Abusadores x Vítimas

Assim como a história das vítimas diverge bastante, Laina Crisóstomo esclarece que é difícil traçar exatamente um perfil de agressor de mulher. Ela alerta para a dificuldade inicial de percepção da violência pelas mulheres.  “É muito sério pra nós a questão da violência sexual. Existe uma resistência muito grande da mulher em admitir que foi estuprada pelo companheiro. E isso é muito grave, porque dá a entender que o corpo da mulher não é dela, é do marido, então ele tem direito. Algo como ela ter obrigação de servir ao homem. E aí isso pra gente é muito grave”, explica.

Baseada nos casos que a ONG já atendeu, Laina afirma que existe um comportamento que se repete no chamado agressor comum: ele agride primeiro verbalmente, faz ameaças, até chegar as vias de fato. “A gente consegue perceber que praticamente 100% dos casos que chegam a Justiça são de mulheres que sofreram também a violência física. Eu lembro apenas de dois casos que a gente atendeu que era violência psicológica o preponderante”, disse.

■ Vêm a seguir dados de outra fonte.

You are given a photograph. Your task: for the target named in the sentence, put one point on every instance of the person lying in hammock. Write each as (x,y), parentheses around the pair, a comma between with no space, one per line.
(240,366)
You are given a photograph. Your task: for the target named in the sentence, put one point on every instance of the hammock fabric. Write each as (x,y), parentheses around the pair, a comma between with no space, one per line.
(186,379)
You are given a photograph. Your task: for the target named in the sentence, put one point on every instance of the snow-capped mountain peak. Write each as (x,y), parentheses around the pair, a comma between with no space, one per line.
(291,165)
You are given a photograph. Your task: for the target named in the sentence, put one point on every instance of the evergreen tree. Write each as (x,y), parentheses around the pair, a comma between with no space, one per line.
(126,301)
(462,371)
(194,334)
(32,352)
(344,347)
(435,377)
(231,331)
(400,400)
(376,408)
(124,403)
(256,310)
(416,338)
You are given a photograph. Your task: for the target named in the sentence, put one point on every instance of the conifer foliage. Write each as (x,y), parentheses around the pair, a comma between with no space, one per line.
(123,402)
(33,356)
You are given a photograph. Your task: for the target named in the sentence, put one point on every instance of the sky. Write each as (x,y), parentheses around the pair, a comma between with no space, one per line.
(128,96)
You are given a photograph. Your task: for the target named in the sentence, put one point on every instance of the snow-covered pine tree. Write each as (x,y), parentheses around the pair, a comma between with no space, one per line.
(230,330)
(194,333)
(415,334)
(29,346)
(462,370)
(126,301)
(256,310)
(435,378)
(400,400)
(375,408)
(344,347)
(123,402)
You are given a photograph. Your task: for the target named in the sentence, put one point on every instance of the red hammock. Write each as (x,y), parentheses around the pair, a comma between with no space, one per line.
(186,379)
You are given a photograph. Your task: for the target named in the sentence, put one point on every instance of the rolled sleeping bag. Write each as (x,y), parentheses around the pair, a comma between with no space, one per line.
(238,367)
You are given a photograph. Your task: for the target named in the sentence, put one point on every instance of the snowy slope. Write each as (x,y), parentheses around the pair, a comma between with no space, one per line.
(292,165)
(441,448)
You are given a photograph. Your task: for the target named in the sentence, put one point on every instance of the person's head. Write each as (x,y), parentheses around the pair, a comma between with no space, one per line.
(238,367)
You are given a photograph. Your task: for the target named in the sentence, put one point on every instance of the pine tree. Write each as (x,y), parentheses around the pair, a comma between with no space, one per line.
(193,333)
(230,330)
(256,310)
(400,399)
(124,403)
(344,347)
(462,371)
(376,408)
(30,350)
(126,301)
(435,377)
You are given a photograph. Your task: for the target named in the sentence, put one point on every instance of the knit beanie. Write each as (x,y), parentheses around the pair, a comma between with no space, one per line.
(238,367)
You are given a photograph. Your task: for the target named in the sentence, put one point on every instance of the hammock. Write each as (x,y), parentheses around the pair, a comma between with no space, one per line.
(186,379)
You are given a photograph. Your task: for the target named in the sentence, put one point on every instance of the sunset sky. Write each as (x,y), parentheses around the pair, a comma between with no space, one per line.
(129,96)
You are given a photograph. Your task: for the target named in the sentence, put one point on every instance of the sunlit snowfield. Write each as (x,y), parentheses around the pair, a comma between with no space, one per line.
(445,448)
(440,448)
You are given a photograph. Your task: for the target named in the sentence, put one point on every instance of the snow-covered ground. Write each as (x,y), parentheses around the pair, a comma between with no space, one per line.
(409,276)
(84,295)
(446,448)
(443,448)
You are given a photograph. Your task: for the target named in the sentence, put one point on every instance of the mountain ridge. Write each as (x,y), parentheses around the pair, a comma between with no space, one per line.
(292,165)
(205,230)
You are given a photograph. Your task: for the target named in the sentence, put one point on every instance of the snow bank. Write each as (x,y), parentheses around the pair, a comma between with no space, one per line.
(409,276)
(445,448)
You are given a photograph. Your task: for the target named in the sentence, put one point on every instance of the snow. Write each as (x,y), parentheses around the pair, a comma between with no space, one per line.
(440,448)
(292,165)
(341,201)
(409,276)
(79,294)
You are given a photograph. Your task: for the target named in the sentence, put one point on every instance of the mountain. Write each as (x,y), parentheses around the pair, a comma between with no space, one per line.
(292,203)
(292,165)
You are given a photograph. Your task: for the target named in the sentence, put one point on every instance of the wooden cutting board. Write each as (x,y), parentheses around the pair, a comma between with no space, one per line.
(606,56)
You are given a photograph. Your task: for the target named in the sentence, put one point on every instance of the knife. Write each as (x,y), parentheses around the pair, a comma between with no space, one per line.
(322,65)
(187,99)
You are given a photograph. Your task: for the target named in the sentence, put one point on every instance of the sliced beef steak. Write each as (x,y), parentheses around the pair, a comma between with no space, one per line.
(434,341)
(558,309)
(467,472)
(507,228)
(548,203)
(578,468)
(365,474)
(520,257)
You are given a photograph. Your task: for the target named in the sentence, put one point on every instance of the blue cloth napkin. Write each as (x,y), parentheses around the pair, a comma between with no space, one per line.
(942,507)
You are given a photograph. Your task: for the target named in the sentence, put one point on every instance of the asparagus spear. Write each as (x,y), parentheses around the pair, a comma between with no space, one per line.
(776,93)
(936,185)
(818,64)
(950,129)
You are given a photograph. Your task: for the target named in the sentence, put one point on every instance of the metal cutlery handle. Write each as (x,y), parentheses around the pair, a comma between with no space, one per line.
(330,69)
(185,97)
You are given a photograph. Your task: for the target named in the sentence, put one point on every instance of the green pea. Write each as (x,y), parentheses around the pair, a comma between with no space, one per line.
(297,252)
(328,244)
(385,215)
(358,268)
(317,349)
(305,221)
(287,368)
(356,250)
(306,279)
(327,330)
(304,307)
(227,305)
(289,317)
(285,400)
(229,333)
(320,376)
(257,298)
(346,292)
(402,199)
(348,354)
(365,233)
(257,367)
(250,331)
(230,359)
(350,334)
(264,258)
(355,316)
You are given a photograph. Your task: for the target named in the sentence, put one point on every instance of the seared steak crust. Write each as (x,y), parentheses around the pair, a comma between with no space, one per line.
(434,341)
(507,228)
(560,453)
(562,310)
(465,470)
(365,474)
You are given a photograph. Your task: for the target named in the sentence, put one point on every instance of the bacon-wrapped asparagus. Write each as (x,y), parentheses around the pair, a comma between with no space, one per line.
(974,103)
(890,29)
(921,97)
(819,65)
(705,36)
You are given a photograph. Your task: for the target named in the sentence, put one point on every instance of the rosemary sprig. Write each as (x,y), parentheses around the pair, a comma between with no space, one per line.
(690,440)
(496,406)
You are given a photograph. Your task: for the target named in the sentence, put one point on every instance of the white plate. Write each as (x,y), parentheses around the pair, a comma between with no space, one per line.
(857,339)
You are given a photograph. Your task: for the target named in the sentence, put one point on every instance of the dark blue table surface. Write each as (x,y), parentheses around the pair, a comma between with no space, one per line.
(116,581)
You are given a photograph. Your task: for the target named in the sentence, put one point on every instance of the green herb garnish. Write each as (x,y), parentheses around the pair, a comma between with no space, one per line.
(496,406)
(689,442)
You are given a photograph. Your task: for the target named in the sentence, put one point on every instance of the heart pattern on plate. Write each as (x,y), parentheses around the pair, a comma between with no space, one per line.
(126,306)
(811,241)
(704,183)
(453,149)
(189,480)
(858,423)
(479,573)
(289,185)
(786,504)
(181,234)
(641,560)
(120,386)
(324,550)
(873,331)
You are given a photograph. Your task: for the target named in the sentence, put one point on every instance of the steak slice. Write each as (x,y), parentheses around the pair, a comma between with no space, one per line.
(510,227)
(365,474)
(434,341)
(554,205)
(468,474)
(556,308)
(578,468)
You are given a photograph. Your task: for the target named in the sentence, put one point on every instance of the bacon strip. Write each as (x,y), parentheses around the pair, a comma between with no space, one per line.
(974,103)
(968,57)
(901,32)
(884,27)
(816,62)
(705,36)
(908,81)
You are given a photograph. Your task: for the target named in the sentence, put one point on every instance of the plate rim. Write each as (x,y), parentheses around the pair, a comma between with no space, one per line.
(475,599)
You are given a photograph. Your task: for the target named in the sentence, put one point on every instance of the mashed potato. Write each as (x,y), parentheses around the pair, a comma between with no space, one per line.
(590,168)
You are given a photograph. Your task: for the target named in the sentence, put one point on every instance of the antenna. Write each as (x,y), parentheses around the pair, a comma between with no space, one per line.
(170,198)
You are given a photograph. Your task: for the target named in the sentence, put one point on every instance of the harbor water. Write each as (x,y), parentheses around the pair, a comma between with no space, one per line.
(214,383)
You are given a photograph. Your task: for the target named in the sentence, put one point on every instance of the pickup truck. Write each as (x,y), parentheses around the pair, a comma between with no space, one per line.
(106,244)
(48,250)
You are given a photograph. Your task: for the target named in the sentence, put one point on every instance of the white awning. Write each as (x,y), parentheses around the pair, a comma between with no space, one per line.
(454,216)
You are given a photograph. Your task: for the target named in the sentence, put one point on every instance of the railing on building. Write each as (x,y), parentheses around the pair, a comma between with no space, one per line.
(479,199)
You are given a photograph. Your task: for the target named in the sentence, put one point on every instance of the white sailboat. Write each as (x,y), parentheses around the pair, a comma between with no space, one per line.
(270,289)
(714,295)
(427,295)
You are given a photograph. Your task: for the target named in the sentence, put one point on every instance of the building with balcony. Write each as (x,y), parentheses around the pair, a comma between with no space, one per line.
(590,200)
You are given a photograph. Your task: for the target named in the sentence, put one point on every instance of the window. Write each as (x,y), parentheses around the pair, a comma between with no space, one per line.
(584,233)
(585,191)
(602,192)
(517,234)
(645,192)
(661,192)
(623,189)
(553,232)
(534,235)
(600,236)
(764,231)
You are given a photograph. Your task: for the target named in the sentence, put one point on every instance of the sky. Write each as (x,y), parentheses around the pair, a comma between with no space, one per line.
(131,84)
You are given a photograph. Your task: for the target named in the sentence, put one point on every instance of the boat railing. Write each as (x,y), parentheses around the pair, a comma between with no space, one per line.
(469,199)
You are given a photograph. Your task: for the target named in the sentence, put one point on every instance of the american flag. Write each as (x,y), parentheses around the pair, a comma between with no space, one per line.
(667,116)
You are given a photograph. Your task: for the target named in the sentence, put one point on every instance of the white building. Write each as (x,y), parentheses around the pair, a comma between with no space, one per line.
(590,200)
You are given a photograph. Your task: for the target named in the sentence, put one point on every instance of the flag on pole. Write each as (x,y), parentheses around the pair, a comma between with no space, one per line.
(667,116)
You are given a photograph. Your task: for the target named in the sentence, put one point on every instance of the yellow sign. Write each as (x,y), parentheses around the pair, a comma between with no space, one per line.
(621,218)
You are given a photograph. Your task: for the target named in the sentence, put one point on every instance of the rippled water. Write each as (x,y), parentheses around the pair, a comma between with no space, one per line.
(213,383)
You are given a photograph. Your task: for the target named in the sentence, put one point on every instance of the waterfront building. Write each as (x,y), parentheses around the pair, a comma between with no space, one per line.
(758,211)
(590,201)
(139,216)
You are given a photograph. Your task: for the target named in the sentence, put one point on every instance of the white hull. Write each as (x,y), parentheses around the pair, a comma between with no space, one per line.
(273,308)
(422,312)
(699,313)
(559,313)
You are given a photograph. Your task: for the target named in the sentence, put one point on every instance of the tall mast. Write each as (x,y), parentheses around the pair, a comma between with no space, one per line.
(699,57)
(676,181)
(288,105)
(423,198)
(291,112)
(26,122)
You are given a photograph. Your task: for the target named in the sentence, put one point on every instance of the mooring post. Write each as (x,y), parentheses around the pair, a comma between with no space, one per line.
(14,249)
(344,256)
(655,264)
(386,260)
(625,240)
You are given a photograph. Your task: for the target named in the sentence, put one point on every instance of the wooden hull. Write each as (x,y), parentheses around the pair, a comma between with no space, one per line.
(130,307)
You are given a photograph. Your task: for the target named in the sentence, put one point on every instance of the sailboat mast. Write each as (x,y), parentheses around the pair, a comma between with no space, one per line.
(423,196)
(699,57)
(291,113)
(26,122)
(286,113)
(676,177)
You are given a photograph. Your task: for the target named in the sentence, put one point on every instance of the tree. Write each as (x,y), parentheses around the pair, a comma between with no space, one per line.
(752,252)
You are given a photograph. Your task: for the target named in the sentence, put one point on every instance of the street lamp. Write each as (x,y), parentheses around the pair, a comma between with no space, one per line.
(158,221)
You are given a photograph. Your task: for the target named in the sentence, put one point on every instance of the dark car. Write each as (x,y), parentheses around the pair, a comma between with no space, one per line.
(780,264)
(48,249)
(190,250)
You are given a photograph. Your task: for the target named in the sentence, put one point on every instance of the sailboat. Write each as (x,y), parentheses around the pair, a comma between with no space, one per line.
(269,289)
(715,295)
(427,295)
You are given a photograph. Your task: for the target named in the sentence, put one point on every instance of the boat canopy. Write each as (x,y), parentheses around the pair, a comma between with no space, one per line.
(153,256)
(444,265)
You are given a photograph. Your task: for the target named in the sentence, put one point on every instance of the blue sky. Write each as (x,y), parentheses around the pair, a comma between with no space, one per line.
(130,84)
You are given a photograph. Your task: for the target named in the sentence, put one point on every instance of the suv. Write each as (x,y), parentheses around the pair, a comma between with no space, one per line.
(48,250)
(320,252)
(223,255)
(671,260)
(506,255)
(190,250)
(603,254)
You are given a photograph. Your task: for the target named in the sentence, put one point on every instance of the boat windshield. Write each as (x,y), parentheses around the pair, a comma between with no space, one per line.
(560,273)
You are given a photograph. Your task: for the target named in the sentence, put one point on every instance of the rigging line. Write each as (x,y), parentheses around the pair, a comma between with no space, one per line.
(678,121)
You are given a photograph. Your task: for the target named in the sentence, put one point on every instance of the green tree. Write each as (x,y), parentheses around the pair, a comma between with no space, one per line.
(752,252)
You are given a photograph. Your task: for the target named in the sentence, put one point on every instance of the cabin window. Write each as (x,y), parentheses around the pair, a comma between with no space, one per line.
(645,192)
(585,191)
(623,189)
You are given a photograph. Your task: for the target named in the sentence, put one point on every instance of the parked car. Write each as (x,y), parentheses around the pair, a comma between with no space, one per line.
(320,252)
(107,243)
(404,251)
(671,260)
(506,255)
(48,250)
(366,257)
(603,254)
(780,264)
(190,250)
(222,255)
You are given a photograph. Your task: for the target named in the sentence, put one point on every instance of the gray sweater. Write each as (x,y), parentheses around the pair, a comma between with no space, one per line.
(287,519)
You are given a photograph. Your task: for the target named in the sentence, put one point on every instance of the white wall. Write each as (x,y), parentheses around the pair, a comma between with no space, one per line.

Contudo, afirma que há variações e é possível perceber as diferenças entre o agressor normal, que a própria lei Maira da Penha entende como um agressor previsível,  e o que tem um quadro diagnosticado de psicopatia. “A gente tem o sujeito que cria o ciclo da violência, ou seja, dá o grito, bate bastante e aí tem a lua de mel, o suposto arrependimento. Pouco tempo depois a situação se repete, e se repete, e assim vai. E tem a ação do psicopata, que bate sistematicamente, eles são totalmente loucos, desequilibrados,  agridem o tempo todo,  mas planejam o lugar onde vão agredir, calculam que devem bater na cabeça, em algum lugar do corpo que ninguém vai ver”, diferencia.

Como um espelho

A empatia das mulheres que atuam no TamoJuntas é, certamente, um elemento para confirmar o sucesso da organização. Para a advogada Laina Crisóstomo, é difícil dizer que alguma mulher nunca tenha sofrido nenhum tipo de violência considerando o machismo sustentado pelo patriarcado. “Para quem não tinha essa percepção, começar a ouvir as histórias nos deu a dimensão de que todas nós já vivemos, por exemplo, um relacionamento abusivo e nem nos dávamos conta. Isso é uma coisa que faz a gente ter mais vontade ainda de atuar nessa perspectiva voluntária, em prol de uma sociedade mais justa, mais equânime”, conclui.